Abstract Although the human cerebral circulation is richly innervated with sympathetic nerve fibers, the role of sympathetic nerve activity (SNA) on the regulation of cerebral blood flow (CBF) ...remains debated. Several issues may be responsible for the conflicting conclusions reported in the animal vs. human literature in regards to the sympathetic control of the brain circulation. Furthermore, due to the physiological consequences associated with SNA blockade (e.g. changes in blood pressure and cardiac output), and differences in methodology (e.g. assessment of CBF), interpretation of the role of SNA in CBF regulation in humans is challenging.

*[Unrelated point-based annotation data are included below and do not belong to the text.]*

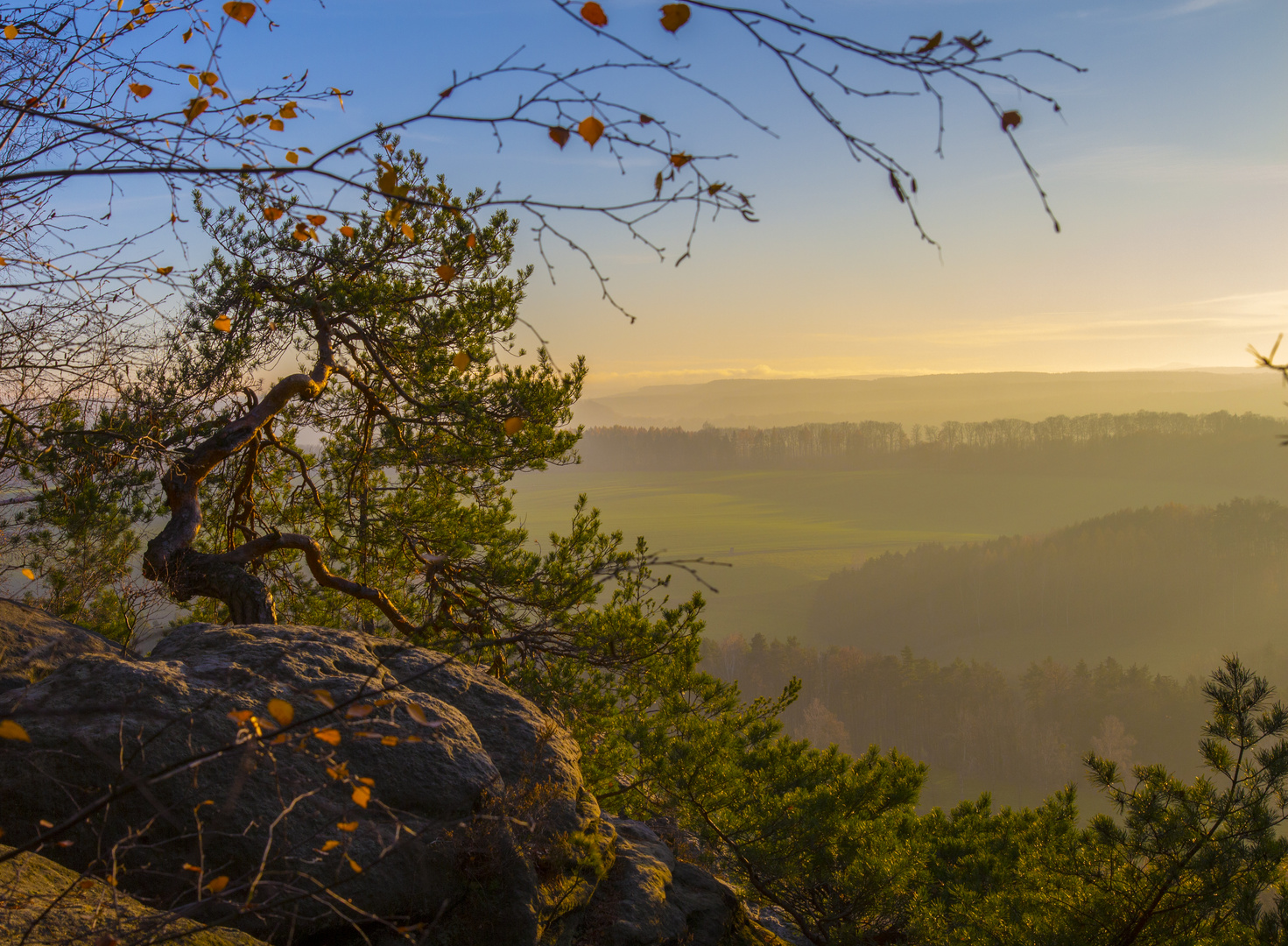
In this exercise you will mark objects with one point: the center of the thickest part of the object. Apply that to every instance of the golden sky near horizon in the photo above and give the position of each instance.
(1167, 169)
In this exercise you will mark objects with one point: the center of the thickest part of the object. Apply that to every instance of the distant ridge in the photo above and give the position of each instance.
(934, 399)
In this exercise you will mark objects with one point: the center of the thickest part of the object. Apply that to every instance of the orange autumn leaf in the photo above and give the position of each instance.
(930, 44)
(674, 16)
(594, 14)
(241, 11)
(196, 107)
(281, 710)
(591, 129)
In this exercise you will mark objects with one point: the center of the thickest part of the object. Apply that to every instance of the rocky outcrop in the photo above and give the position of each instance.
(33, 643)
(328, 787)
(43, 904)
(652, 899)
(432, 795)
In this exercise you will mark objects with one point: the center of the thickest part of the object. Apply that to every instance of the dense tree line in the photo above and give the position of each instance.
(1172, 580)
(1129, 440)
(1019, 736)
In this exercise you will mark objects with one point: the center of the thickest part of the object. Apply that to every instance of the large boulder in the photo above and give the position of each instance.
(306, 785)
(43, 904)
(651, 897)
(33, 643)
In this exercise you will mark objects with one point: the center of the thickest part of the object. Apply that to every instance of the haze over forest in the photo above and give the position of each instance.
(1030, 551)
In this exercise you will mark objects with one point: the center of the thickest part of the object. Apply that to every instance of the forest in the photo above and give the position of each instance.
(1110, 443)
(1017, 736)
(1171, 580)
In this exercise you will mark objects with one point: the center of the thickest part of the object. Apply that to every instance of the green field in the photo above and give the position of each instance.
(784, 530)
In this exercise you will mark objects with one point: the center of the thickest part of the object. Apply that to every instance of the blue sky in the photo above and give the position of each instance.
(1168, 170)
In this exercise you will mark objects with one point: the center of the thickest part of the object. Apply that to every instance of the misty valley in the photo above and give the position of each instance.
(993, 598)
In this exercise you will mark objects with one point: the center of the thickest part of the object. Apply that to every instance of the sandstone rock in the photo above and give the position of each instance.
(43, 904)
(33, 643)
(651, 899)
(460, 833)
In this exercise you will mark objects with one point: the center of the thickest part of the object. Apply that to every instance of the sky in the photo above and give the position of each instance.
(1167, 168)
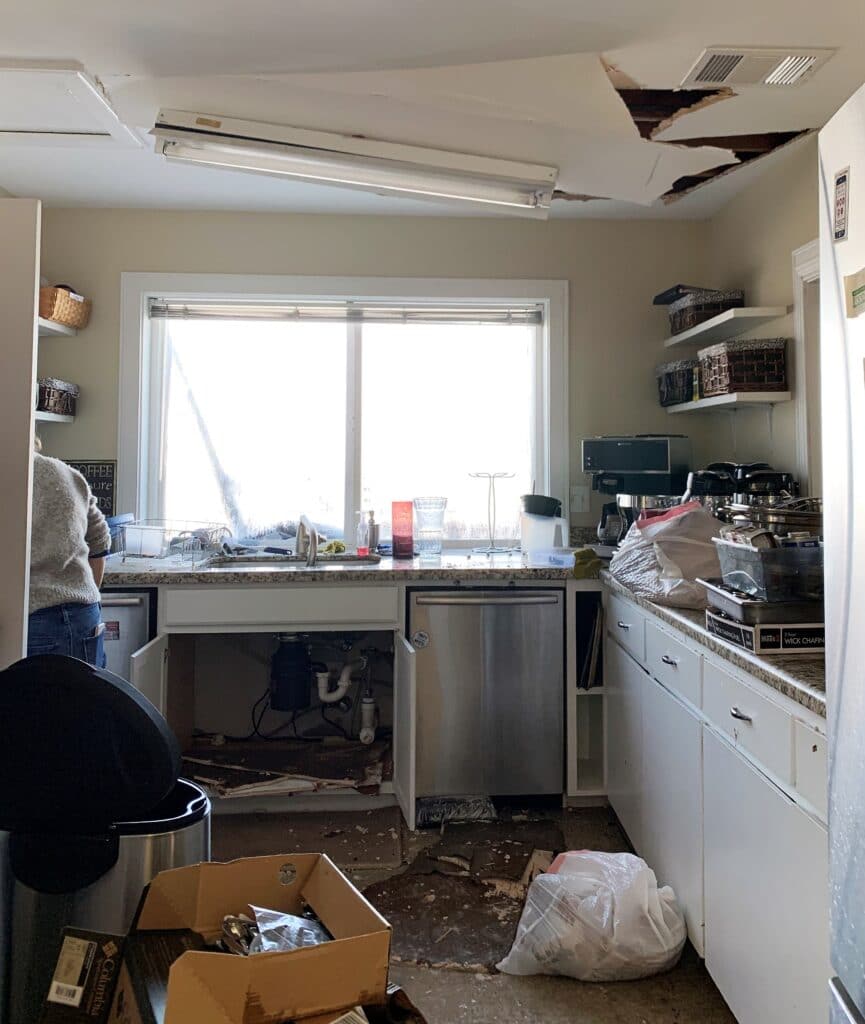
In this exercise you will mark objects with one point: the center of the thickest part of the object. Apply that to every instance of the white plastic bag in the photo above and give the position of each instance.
(660, 558)
(597, 916)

The goals of this brief review are to provide an overview of the role of neural control in the regulation of CBF, with a focus on SNA and discuss the likely reasons behind the controversial influence of SNA on CBF regulation. A final objective of this article is to critically review the various methods available to measure CBF and highlight their strengths and weaknesses to provide insight in SNA regulation of CBF.